Grave Refrain: A Love/Ghost Story (2 page)

The club had cleared out; only the bartender and a few waitresses remained. Andrew hadn’t realized he’d been staring at one of them until she tilted her head in invitation. Immediately his gaze shot to the floor, an embarrassing blush heating his face. Ridiculous, he knew, given his stellar performance, not to mention his age. All he would have to do was smile in return; she would approach, he would crack a few jokes, and good night to all. Except he was too restless for sex, too restless to concentrate on pleasing someone. What he wanted was a cigarette, but he reminded himself he had quit, or tried to, or had at least hidden them in the glove box of the truck.
Christ.
Why wasn’t she here tonight? He swore she would be here tonight. And that too was ridiculous.

“Yeah, if they all could suck like that, man,” Christian crooned, his New Orleans’ patois ever the perfect counterpoint to Simon’s staccato Irish brogue. The beads on his dreadlocks clacked their approval, and he looked up at Andrew with a dazzling grin. “Though I got to say, that was a fine piece of music you played tonight. When did you write it?”

“That? That’s nothing.”

Andrew did not want to get into the details. They would only razz him, and he was too keyed up from coming off the high of performing for such an appreciative crowd. He needed sleep, yet he knew he wouldn’t get more than his usual four hours. Plus, he was wallowing in self-pity again. She was not here tonight. Why did he feel like she would be? Romantic tosh, he knew it was, all of it. He shook his head hoping to toss away the thought.

“You’re getting that look again, my friend,” said Simon. “We need to ditch the equipment and get you some fine—What’s the name of the place across the street?”

“The Rat Hole,” Andrew answered archly and slung his gig bag over his shoulder.

“Hmmm. Well then, some fine Rat Hole grub ’tis. Just bat those Byronic eyelashes of yours in the closest serving wench’s direction.”

“Will you let it lie, already? I do not have Byronic shit, understand?”
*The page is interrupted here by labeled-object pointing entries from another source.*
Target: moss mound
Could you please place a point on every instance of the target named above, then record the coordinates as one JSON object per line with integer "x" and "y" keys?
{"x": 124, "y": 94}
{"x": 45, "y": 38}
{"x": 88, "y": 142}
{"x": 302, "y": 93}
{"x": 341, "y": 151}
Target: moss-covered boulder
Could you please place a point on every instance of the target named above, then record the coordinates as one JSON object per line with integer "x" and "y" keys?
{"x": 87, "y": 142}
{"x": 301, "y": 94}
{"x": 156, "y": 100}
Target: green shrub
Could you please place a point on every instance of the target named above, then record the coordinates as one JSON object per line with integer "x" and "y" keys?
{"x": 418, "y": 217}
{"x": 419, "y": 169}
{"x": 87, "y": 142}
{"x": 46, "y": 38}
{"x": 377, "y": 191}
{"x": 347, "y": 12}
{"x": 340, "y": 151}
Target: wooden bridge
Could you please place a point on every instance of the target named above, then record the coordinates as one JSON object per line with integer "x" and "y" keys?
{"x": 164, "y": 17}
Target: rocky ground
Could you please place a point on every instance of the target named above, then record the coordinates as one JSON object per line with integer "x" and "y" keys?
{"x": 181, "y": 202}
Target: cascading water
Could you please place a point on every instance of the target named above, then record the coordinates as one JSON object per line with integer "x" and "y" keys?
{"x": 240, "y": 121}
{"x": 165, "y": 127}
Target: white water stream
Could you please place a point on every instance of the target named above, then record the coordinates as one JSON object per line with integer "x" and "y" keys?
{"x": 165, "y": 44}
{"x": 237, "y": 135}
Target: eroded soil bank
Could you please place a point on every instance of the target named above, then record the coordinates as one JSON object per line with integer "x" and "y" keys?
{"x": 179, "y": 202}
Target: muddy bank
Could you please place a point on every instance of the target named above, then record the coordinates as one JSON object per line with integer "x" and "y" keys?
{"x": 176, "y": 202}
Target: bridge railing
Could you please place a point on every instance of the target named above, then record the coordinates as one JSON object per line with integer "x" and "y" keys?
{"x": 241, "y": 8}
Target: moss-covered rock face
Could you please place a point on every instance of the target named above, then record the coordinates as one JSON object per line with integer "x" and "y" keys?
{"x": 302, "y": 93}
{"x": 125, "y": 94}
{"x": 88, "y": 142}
“He doth crap and the poets weep,” Simon intoned, his hand over his heart.

“Sod off.”

Simon took endless delight in quoting the most recent write-up the band had received. It had appeared in the local newspaper a few weeks earlier, and the writer, who could not control being twenty, pert, and blond, evidently could not control her painful vocabulary either and opted to gush nauseatingly about the band, Andrew in particular.
A coiled spring of Byronic sex
, was the most ghastly of the epithets she had burdened him with. But the gibe stuck.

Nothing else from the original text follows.